Terry Rosen: And on the immunology inflammation front, I think the way to think about that is, conceptually, whether it’s an R&D day or part of one of our other releases, we will find a form to describe the breadth of what we are doing and where we sit. And I think it’s an exciting portfolio. It takes advantage of what we do well and I think that will be highlighted, the small molecules for challenging targets, where the targets are highly validated, but there is not a great molecule. So we have been building on that. I will remind you, because we are like a real company in terms of with people and we have biology group, we have a good med chem group and all of the associated functions that there is, but our biology is actually more immunology because the roots are in immuno oncology.
And so even though where oncology has been our clinical endpoint, we have a strong immunology group and in fact have invested in that and now we are getting to the point where we can start to talk about those programs with — we like to talk about things when we have got tangible matter not glint in the eye, and I think that will be very tangible. And all done without machine learning but we have machines.
Operator: We’ll take one more question before ending. And our final question comes from Emily Bodnar with HC Wainwright.

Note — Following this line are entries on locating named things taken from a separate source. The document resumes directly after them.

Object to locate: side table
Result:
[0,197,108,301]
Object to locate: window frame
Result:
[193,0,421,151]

Emily Bodnar: My first one for cas, the monotherapy doses. Can you comment on how the 100 mg QD cohort is progressing relative to the 50 mg BID cohort and if you’re starting to see similar results in terms of median PFS? And if you could just comment on timing for the STAR-121 trial for dom in lung cancer and if there’s any timing updates for the top line results?
Terry Rosen: So there’s really no timing update yet on 121 study. Two things, it’s still enrolling and then it has OS plus standard care is over 20 months. So it’s premature. It’s obviously enrolled well and we’ll continue to enroll but we haven’t said anything on timing there. Nothing to say yet really on the maturing data other than to point out that we haven’t reached a median PFS. And so I think as we get towards the end of the year, we don’t even know for sure that we will be there. But if we are not we still will be sharing data and it would then undoubtedly include some sort of landmark PFS.
Operator: Thank you. This concludes our Q&A session today as well as the call. Thank you everyone for joining. You can now disconnect your line.